El otro le tapó la carrera.
–No
señor. Él le tiró un cabezazo.
–Muy
bien hecho.
El
grupo se ha formado, espeso y amenazador. Los manatieros se concentran
empuñando sus bates. El umpire, hombre completo, grita:
–Declaro
el juego forfei en favor del “Nueve Estrellas”.
–¿Del
“Nueve Estrellas”? ¡De las mil estrellas que vas a ver, muérgano!, y le pegaron
un batazo que le tendió boca arriba, echando sangre hasta por los ojos.
En
pleno zafarrancho, intervino el jefe civil. Se aquietaron los ánimos.
–Bueno,
amigos. El hombre de la segunda base no es ao, porque el otro se le atravesó;
pero va para la policía. El que le dio el batazo al juez es ao y se va también
a la policía. Y el juego se suspende por lluvia. Otro día se discutirá el
campeonato.
El
sol caía a chorros sobre las “Nueve Estrellas” que marchaban a pie. Pero es lo
que dice el bachiller Mirabal Villasmil:
–¡Si
pierde Mamporal se acaba el mundo!
La
noticia ha caído como una bomba en Mamporal. No hay precedentes de semejante
consternación. En la plaza principal de Manatí será inaugurado el 19 de abril
el busto del coronel Julio Rondón, héroe nacional, nacido en Manatí y orgullo
de las armas llaneras.
La
desolación es general. No es para menos. La catástrofe cae sobre Mamporal, de
un modo súbito y le deja de la noche a la mañana humillado, despoblado, a mil
leguas por debajo de su odiado rival.
Y
es claro, Manatí tiene su plaza y su busto, porque Manatí tiene su héroe. ¡Y
Mamporal no tiene héroe, Mamporal no tiene gloria, Mamporal no tiene a nadie!
Mamporal
tiene su plaza, pero hasta ahora no se había pensado en utilizarla en otra cosa
que en el mercado y en el atranque de burros y en paseo solitario de las vacas
nocturnas.

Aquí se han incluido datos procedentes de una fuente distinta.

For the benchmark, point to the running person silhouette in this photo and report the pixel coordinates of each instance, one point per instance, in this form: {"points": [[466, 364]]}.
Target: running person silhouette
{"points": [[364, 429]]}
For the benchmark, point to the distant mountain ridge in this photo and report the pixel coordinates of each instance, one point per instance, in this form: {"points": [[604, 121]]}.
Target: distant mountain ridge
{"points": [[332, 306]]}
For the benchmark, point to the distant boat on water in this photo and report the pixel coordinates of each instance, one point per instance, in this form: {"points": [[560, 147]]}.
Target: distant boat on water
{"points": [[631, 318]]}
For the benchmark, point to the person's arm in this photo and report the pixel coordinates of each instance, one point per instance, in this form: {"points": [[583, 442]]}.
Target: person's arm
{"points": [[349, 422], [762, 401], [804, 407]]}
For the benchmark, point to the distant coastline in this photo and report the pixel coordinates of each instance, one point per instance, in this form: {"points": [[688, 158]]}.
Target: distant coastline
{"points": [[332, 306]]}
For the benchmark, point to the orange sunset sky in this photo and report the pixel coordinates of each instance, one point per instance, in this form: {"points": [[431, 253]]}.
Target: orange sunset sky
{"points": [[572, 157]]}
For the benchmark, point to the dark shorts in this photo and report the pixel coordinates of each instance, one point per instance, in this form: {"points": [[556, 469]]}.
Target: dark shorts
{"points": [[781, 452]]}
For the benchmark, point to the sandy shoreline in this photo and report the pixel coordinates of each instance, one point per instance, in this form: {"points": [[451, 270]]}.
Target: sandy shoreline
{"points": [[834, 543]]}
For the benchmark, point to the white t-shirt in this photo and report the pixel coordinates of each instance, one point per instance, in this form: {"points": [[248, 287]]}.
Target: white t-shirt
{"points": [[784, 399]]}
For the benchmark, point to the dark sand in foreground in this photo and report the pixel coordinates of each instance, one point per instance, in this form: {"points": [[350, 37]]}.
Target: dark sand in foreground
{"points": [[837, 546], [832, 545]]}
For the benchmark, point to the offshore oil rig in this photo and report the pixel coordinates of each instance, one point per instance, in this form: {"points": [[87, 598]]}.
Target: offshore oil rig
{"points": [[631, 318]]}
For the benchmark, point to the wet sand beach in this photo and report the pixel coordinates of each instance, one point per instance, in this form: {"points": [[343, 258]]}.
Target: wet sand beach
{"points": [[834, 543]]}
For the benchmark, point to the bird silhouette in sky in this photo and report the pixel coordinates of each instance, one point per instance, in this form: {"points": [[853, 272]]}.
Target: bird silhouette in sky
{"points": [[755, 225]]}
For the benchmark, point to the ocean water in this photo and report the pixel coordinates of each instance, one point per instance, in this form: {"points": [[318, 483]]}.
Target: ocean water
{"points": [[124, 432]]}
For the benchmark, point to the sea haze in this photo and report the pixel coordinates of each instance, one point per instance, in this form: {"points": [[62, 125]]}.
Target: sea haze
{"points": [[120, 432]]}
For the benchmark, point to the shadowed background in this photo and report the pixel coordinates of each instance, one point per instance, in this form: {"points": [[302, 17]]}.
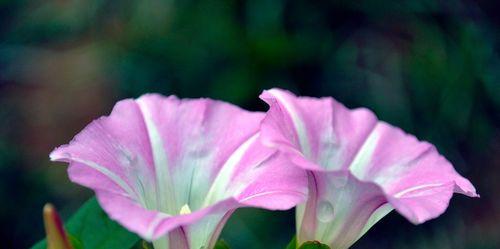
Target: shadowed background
{"points": [[430, 67]]}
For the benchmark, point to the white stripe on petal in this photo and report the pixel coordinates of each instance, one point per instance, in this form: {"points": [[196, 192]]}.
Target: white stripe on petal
{"points": [[297, 122], [361, 161], [165, 196], [419, 187], [105, 171], [221, 181]]}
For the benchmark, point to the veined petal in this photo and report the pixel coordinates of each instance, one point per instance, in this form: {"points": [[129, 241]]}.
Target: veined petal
{"points": [[340, 209], [319, 133], [383, 164], [162, 165]]}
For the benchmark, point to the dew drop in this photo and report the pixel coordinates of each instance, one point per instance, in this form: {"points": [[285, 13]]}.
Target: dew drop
{"points": [[325, 211]]}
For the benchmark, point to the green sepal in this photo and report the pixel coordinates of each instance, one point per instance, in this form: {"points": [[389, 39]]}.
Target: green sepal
{"points": [[221, 244], [313, 245], [90, 228]]}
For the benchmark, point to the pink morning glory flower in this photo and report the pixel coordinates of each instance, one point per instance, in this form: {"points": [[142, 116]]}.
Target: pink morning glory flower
{"points": [[359, 168], [174, 170]]}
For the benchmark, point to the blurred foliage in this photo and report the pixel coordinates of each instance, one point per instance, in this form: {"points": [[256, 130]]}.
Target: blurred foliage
{"points": [[431, 67]]}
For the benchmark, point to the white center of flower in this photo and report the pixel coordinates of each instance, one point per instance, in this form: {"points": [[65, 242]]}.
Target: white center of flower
{"points": [[185, 209]]}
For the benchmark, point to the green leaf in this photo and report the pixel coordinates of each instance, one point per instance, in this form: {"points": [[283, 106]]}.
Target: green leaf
{"points": [[221, 244], [313, 245], [292, 244], [90, 228]]}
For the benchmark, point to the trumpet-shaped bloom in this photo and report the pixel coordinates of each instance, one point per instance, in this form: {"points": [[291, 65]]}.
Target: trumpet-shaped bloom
{"points": [[359, 168], [174, 170]]}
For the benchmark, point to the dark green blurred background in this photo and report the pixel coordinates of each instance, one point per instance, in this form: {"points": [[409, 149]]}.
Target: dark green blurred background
{"points": [[431, 67]]}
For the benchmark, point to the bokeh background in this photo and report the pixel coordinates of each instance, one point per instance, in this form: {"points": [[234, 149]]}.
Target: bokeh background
{"points": [[430, 67]]}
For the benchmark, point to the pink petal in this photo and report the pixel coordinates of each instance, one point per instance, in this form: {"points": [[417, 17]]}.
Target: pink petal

Cuando más se podría pensar en erigir un monumento a Bolívar o a
Páez; pero ante una gloria “particular”, ante una gloria “propia”, ante una
gloria de “nacimiento”, ya no hay nada que hacer.
Se
ha reunido la Junta de Progreso del Municipio Mamporal. Considerando lo grave
de la situación, el miembro Francisco de Paula Vera opinó: “que se evitará por
cualquier medio la erección del desgraciado busto de Julio Rondón”.
El
jefe civil protestó en nombre de la libertad individual y terminó diciendo:
–¿Y
quién les manda a ustedes no tener a nadie? Nosotros en Carora tenemos a Pedro
León Torres.
El
bachiller Mirabal Villasmil, secretario de la Junta, propuso, con el apoyo del
dueño de la posada, don Antonio Karam, sirio mamporalense, “que se discutiera a
Manatí la gloria del nacimiento del coronel Julio Rondón, ilustre prócer de la
Independencia, por existir indicios de que había nacido en Calabozo”.
Teobaldo,
el partero, rechazó la proposición.
–No
hombre, Julio Rondón nació en Manatí; eso lo saben los gatos. Y tienen la fe de
bautismo.
Felipe
Rada apuntó, tímidamente:
–Lo
que podría hacer es probar que Julio Rondón era un pendejo…
–¡Eso
no! –terció el jefe civil–. Eso sería ir contra una gloria nacional.
–Entonces
no hay más que hablar… ¿Qué se va a hacer?…
–Hay
una cosa… –insinuó socarrón el viejo Teobaldo.
–¿Una
cosa? ¿Y cuál?
–Pues…
un busto…
–¿Un
busto? ¿De quién?
–Yo
no sé. En mi casa hay un busto de bronce, grande así… Desde hace muchos años.
–Pero,
¿de quién es el busto?
–Yo
no sé. Puede ser de Rojas Paúl, de Andueza… Yo no sé. O de Vargas.
–Pero,
¿a quién se parece?
–A
nadie. Eso sí que lo puedo asegurar. Tiene veinte años en un rincón del cuarto
de mi vieja; no sé cómo vino a dar aquí. Pero lo que sí es verdad es que no se
parece a nadie.
–¡Entonces
–exclamó el bachiller Mirabal Villasmil– nos hemos salvado! ¡Viva Mamporal!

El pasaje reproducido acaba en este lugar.